While touring with the group, Rawls and Cooke were in a car crash that nearly ended Rawls’ life. Cooke was slightly hurt, but another passenger was killed and Rawls was declared dead on the way to the hospital, according to Shefrin.

Rawls was in a coma for 5 1/2 days and suffered memory loss, but was completely recovered a year later.

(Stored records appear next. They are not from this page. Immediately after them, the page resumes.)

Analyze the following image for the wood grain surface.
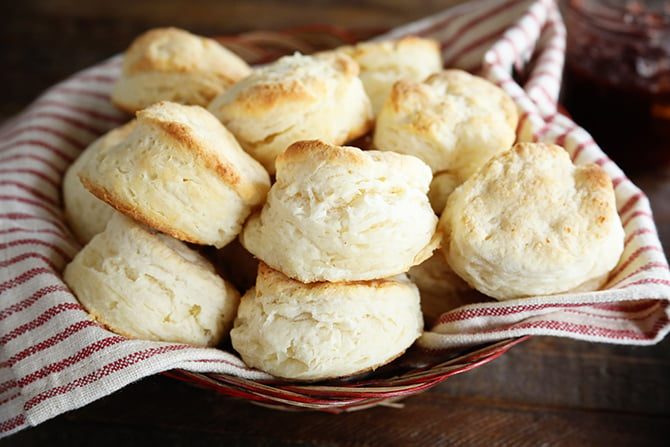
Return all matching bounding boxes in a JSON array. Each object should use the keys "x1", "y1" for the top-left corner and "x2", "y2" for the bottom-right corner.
[{"x1": 0, "y1": 0, "x2": 670, "y2": 447}]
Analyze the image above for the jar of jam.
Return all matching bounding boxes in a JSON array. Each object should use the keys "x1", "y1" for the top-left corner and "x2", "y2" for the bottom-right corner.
[{"x1": 561, "y1": 0, "x2": 670, "y2": 174}]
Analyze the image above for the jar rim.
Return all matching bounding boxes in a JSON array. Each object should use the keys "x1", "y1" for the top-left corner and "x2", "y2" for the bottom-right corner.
[{"x1": 563, "y1": 0, "x2": 670, "y2": 32}]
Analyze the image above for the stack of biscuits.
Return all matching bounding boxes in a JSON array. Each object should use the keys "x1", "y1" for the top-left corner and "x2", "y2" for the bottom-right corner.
[{"x1": 63, "y1": 28, "x2": 623, "y2": 381}]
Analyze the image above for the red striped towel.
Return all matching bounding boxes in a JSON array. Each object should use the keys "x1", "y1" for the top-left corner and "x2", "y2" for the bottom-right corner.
[{"x1": 0, "y1": 0, "x2": 670, "y2": 436}]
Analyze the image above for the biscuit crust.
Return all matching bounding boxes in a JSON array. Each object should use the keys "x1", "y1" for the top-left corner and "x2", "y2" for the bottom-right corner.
[
  {"x1": 230, "y1": 263, "x2": 423, "y2": 381},
  {"x1": 438, "y1": 143, "x2": 624, "y2": 300},
  {"x1": 80, "y1": 102, "x2": 270, "y2": 247},
  {"x1": 240, "y1": 140, "x2": 439, "y2": 282}
]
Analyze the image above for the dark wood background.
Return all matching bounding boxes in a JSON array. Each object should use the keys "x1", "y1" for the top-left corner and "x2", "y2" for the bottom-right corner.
[{"x1": 0, "y1": 0, "x2": 670, "y2": 447}]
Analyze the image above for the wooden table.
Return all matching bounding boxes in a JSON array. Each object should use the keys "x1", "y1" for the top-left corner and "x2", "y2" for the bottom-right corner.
[{"x1": 0, "y1": 0, "x2": 670, "y2": 446}]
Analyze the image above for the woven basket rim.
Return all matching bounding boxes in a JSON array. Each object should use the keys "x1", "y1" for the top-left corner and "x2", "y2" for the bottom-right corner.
[{"x1": 163, "y1": 336, "x2": 530, "y2": 413}]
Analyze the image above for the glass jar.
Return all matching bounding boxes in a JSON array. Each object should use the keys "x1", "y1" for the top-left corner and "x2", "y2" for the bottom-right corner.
[{"x1": 561, "y1": 0, "x2": 670, "y2": 173}]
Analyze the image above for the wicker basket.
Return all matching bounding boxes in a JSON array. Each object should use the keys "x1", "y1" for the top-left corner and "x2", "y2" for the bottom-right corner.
[{"x1": 163, "y1": 337, "x2": 529, "y2": 413}]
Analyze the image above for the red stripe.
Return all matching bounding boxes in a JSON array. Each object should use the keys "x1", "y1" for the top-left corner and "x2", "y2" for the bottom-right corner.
[
  {"x1": 498, "y1": 318, "x2": 667, "y2": 340},
  {"x1": 23, "y1": 345, "x2": 192, "y2": 411},
  {"x1": 0, "y1": 180, "x2": 60, "y2": 208},
  {"x1": 37, "y1": 98, "x2": 129, "y2": 125},
  {"x1": 0, "y1": 319, "x2": 96, "y2": 367},
  {"x1": 0, "y1": 227, "x2": 76, "y2": 250},
  {"x1": 0, "y1": 168, "x2": 60, "y2": 190},
  {"x1": 75, "y1": 73, "x2": 120, "y2": 84},
  {"x1": 0, "y1": 303, "x2": 85, "y2": 346},
  {"x1": 0, "y1": 284, "x2": 70, "y2": 321},
  {"x1": 0, "y1": 196, "x2": 63, "y2": 220},
  {"x1": 618, "y1": 278, "x2": 670, "y2": 289},
  {"x1": 0, "y1": 253, "x2": 59, "y2": 271},
  {"x1": 535, "y1": 112, "x2": 560, "y2": 140},
  {"x1": 0, "y1": 139, "x2": 76, "y2": 164},
  {"x1": 0, "y1": 414, "x2": 26, "y2": 433},
  {"x1": 0, "y1": 239, "x2": 71, "y2": 260},
  {"x1": 556, "y1": 123, "x2": 579, "y2": 146},
  {"x1": 0, "y1": 379, "x2": 18, "y2": 394},
  {"x1": 437, "y1": 303, "x2": 588, "y2": 325},
  {"x1": 0, "y1": 213, "x2": 68, "y2": 233},
  {"x1": 442, "y1": 0, "x2": 526, "y2": 51},
  {"x1": 0, "y1": 124, "x2": 88, "y2": 152},
  {"x1": 623, "y1": 228, "x2": 656, "y2": 246},
  {"x1": 608, "y1": 260, "x2": 668, "y2": 288},
  {"x1": 619, "y1": 191, "x2": 646, "y2": 216},
  {"x1": 527, "y1": 82, "x2": 558, "y2": 106},
  {"x1": 0, "y1": 393, "x2": 21, "y2": 407},
  {"x1": 18, "y1": 110, "x2": 108, "y2": 135},
  {"x1": 572, "y1": 138, "x2": 596, "y2": 162},
  {"x1": 0, "y1": 152, "x2": 63, "y2": 174},
  {"x1": 589, "y1": 300, "x2": 666, "y2": 313},
  {"x1": 612, "y1": 175, "x2": 629, "y2": 189},
  {"x1": 51, "y1": 84, "x2": 109, "y2": 102},
  {"x1": 621, "y1": 211, "x2": 654, "y2": 227},
  {"x1": 565, "y1": 301, "x2": 660, "y2": 321},
  {"x1": 442, "y1": 23, "x2": 505, "y2": 66},
  {"x1": 17, "y1": 335, "x2": 127, "y2": 388},
  {"x1": 416, "y1": 4, "x2": 471, "y2": 37},
  {"x1": 0, "y1": 267, "x2": 59, "y2": 293}
]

“I really got a new life out of that,” Rawls said at the time. “I saw a lot of reasons to live. I began to learn acceptance, direction, understanding and perception — all elements that had been sadly lacking in my life.”

$10 plus pizza
Rawls performed with Dick Clark at the Hollywood Bowl in 1959. Late that year, Rawls was singing for $10 a night plus pizza at Pandora’s Box in Los Angeles when he was spotted by Capitol Records producer Nick Venet, who invited him to audition. He was signed by the label soon after.

LOU RAWLS
AP
Rawls poses with his Grammy at the 1972 awards. He won best male rhythm and blues vocal performance for "A Natural Man."

The album “Stormy Monday,” recorded in 1962 with the Les McCann Trio, was the first of Rawls’ 52 albums. That same year, he collaborated on Cooke’s hit “Bring It On Home to Me.”

In 1966, Rawls’ “Love Is a Hurtin’ Thing” topped the charts and earned Rawls his first two Grammy nominations, and he opened for The Beatles in Cincinnati.

During that period, Rawls began delivering hip monologues about life and love on the songs “World of Trouble” and “Tobacco Road,” each more than seven minutes long. Some called them “pre-rap.”

Rawls explained that he had been working in clubs where the stage was behind noisy bars.

“You’d be swinging and the waitress would yell, ’I want 12 beers and four martinis!’ And then the dude would put the ice in the crusher,” Rawls recalled. “There had to be a way to get the attention of the people. So instead of just starting in singing, I would just start in talking the song.”